As shown in Figure 5, firstly, it is obvious that the time when the SWCX soft X-ray intensity reaches the maximum twice is later than the time when XMM–Newton’s line of sight is tangent to the magnetopause. The first delay is about 30 min, and the second delay is about 20 min. Since the average moving speed of XMM–Newton in these two times is about 0.30 km/s and 0.42 km/s, respectively, the corresponding distances of these two delays are about 548.9 km and 502.2 km, respectively. Because the magnetopause is a boundary layer with a certain thickness, this delay reveals that the maximum SWCX soft X-ray intensity tends to be the tangent direction of magnetopause’s outer boundary. Secondly, the most likely time when the SWCX soft X-ray intensity gradient reaches its maximum is about 15 min earlier than the time when XMM–Newton’s line of sight is tangent to the magnetopause. Since the average moving speed of XMM–Newton at this time is about 0.29 km/s, the corresponding distance of this advance is about 261.2 km. This advance may reveal that the maximum SWCX soft X-ray intensity gradient tends to be the tangent direction of magnetopause’s inner boundary. To sum up, this whole XMM–Newton observation event can be divided into three stages. (1) The line of sight moves from the interior of the magnetosphere to the magnetopause. When it is tangent to the inner boundary of the magnetopause, the SWCX soft X-ray intensity gradient reaches the maximum. (2) The line of sight moves from the magnetopause to the magnetosheath. When it is tangent to the outer boundary of the magnetopause, the SWCX soft X-ray intensity reaches the maximum. (3) The line of sight briefly returns to the magnetopause from the magnetosheath. When it is tangent to the inner boundary of magnetopause twice, the SWCX soft X-ray intensity also reaches the maximum twice.

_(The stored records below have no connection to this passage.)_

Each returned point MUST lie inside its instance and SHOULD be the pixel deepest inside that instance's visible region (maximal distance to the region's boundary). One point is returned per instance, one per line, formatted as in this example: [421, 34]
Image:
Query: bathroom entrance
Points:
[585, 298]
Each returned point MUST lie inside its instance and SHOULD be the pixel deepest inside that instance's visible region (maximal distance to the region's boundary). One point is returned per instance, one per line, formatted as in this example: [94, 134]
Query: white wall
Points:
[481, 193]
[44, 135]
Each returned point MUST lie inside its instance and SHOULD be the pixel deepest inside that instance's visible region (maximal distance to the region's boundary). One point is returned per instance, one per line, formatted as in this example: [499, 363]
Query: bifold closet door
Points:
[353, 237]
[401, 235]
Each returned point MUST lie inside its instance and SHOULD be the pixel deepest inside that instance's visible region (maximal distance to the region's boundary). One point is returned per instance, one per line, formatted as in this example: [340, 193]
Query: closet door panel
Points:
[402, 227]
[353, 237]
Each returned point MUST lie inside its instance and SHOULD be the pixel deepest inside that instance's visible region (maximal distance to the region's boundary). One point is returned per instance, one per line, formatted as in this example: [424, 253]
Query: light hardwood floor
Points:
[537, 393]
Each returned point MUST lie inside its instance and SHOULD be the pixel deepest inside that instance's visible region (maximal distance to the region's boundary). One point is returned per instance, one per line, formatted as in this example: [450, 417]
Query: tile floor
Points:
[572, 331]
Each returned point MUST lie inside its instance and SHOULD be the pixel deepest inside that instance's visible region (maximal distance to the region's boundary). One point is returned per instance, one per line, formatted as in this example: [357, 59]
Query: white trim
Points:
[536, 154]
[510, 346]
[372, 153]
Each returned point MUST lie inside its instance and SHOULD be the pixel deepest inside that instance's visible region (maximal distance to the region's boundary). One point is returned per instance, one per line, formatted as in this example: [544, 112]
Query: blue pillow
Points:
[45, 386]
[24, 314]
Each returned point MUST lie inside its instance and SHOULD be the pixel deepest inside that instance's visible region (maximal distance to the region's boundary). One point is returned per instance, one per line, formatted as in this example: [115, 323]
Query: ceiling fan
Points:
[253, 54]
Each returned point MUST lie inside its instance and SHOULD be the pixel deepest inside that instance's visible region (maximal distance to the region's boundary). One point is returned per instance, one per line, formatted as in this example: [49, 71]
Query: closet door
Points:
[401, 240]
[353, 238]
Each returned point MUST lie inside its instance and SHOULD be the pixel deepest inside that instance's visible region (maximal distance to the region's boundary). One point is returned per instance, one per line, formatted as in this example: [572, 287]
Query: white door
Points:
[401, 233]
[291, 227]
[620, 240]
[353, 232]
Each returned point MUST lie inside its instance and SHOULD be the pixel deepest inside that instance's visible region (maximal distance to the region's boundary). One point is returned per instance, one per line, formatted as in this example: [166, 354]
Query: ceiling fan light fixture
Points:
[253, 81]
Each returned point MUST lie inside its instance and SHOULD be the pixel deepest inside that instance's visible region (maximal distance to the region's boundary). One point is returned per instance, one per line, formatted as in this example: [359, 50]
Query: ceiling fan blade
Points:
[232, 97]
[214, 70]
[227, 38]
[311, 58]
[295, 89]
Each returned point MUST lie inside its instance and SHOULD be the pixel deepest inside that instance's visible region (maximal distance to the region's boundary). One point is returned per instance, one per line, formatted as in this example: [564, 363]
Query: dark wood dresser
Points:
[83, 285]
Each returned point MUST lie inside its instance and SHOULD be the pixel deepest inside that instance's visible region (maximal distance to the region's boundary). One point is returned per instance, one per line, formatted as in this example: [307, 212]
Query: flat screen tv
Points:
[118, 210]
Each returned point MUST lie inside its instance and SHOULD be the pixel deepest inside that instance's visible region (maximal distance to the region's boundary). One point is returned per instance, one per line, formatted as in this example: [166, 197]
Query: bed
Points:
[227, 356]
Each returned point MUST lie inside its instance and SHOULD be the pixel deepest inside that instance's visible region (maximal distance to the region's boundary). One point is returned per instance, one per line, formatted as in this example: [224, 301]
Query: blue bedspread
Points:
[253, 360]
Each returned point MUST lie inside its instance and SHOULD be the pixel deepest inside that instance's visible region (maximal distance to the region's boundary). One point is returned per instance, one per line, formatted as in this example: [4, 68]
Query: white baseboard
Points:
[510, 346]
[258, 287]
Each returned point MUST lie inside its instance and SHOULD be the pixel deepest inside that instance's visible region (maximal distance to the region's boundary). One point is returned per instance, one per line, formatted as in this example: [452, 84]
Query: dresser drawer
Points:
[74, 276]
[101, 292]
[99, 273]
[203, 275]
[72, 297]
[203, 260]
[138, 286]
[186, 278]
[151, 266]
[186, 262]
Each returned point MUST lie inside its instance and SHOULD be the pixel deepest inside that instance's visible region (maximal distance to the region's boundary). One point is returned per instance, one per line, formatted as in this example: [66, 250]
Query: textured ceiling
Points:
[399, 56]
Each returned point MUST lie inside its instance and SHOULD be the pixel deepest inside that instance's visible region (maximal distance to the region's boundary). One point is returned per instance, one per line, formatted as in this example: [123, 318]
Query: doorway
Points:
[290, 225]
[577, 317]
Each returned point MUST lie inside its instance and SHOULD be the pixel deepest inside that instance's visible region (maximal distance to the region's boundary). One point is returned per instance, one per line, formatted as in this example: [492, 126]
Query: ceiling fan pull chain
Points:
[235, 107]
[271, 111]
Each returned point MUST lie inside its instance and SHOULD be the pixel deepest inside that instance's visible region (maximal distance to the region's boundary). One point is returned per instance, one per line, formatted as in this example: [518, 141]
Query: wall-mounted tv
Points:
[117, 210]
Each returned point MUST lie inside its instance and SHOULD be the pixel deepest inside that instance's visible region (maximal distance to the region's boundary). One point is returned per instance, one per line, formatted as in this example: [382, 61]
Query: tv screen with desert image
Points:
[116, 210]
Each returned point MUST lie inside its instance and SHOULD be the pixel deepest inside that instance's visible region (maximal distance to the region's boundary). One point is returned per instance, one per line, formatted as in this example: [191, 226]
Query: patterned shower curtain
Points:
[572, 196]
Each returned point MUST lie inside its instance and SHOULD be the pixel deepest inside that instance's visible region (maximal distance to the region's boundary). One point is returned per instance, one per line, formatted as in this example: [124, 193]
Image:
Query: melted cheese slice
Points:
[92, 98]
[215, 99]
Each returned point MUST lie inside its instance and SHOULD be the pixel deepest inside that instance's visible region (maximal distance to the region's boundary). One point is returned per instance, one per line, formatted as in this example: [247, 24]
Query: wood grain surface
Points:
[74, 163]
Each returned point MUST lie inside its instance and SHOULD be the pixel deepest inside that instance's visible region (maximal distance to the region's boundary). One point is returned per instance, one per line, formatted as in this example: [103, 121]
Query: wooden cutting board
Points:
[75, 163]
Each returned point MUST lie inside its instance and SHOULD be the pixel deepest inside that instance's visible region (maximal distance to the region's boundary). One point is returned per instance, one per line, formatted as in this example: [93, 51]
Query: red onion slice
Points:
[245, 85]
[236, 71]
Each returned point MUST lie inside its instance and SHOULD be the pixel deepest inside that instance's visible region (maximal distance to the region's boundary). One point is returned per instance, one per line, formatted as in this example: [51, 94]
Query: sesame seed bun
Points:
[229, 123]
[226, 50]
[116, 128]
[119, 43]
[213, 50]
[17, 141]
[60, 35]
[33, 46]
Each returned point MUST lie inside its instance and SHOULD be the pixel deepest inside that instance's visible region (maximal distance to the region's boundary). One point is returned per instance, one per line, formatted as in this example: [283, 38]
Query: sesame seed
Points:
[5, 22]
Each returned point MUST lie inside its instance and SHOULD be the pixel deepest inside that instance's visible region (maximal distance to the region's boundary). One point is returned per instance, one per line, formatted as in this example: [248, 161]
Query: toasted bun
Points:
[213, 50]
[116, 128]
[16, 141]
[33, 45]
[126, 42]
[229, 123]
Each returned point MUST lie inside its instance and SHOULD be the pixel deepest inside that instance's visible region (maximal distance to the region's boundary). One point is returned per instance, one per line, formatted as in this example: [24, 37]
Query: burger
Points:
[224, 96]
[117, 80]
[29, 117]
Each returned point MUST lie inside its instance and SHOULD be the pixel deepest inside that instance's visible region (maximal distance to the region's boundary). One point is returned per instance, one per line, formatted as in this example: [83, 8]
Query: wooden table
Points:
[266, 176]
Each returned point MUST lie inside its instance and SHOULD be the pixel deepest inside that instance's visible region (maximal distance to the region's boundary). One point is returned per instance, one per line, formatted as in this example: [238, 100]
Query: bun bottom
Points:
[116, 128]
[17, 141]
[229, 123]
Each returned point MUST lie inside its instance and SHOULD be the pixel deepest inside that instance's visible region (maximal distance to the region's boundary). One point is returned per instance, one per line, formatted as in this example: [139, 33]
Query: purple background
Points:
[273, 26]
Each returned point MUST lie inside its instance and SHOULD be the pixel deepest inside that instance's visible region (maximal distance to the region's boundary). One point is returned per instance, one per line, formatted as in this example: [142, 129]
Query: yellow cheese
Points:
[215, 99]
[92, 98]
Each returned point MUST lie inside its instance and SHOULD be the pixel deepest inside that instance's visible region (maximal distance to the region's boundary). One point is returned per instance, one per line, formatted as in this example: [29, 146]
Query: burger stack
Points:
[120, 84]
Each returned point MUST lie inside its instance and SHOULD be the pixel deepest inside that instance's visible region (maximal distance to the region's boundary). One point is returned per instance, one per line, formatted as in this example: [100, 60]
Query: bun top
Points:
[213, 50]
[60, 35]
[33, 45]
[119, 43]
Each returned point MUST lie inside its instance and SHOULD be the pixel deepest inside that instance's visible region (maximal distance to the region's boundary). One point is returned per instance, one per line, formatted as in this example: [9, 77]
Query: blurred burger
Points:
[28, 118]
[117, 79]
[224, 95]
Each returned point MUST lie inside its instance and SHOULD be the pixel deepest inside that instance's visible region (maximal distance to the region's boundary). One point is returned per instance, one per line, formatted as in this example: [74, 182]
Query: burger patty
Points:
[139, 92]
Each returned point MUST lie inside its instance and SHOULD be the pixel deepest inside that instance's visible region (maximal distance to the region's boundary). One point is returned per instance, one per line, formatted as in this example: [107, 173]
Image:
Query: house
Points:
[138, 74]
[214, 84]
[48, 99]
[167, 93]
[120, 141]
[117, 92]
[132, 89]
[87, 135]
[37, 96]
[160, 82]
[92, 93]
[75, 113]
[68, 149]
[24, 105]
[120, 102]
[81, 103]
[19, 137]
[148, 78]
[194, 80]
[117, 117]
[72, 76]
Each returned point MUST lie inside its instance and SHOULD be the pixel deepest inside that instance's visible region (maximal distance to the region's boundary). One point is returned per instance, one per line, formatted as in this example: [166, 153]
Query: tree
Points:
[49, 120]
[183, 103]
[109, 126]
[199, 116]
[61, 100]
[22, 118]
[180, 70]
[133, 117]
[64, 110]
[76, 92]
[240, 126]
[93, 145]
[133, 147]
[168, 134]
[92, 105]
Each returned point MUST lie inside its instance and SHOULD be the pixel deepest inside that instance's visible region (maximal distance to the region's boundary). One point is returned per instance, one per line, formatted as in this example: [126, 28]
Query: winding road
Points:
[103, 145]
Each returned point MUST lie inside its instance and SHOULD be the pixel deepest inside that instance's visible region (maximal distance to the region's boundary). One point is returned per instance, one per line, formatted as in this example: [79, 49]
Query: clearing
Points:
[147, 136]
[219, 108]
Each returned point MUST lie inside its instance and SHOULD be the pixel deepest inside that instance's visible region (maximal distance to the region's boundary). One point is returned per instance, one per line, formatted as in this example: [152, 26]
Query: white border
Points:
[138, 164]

In summary, the maximum SWCX soft X-ray intensity gradient tends to be the tangent of the magnetopause’s inner boundary, while the maximum SWCX soft X-ray intensity tends to be the tangent of the magnetopause’s outer boundary. Based on this, the thickness of magnetopause at the tangent point (about 10h36m, $-{39}^{\circ }$ in the GSM coordinates) can be inferred as about 786.7 km (0.123 Re). The indication of magnetopause’s inner and outer boundaries revealed from the observation is consistent with the MHD simulation results of Sun et al. [37] and Samsonov et al. [38], which is reasonable because the thickness of magnetopause is greater than the spatial accuracy of MHD simulation of 0.1 Re. Therefore, for future magnetospheric soft X-ray imaging satellites such as SMILE, it is credible to use the assumption that the tangent direction of the magnetopause is the maximum SWCX soft X-ray intensity or its gradient when reconstructing the 3D magnetopause location from 2D X-ray images. In addition, since these two maxima tend to be the inner and outer boundaries of the magnetopause, the thickness of magnetopause can also be revealed by soft X-ray imaging.

4. Conclusions

This paper selects a magnetospheric SWCX soft X-ray observation detected by XMM–Newton during relatively stable solar wind and geomagnetic conditions to study the relationship between SWCX emission and the tangent direction of the magnetopause. In order to determine the tangent direction of magnetopause, Lin’s magnetopause model is adopted by comparing with in situ detection from Geotail. The observation results show that the maximum SWCX soft X-ray intensity gradient tends to be the tangent of the magnetopause’s inner boundary, while the maximum SWCX soft X-ray intensity tends to be the tangent of the magnetopause’s outer boundary. Therefore, for future magnetospheric soft X-ray imaging satellites such as SMILE, it is credible to use the assumption that the tangent direction of the magnetopause is the maximum SWCX soft X-ray intensity or its gradient when reconstructing the 3D magnetopause location from 2D X-ray images. In addition, since these two maxima tend to be the inner and outer boundaries of the magnetopause, the thickness of magnetopause can also be revealed by soft X-ray imaging.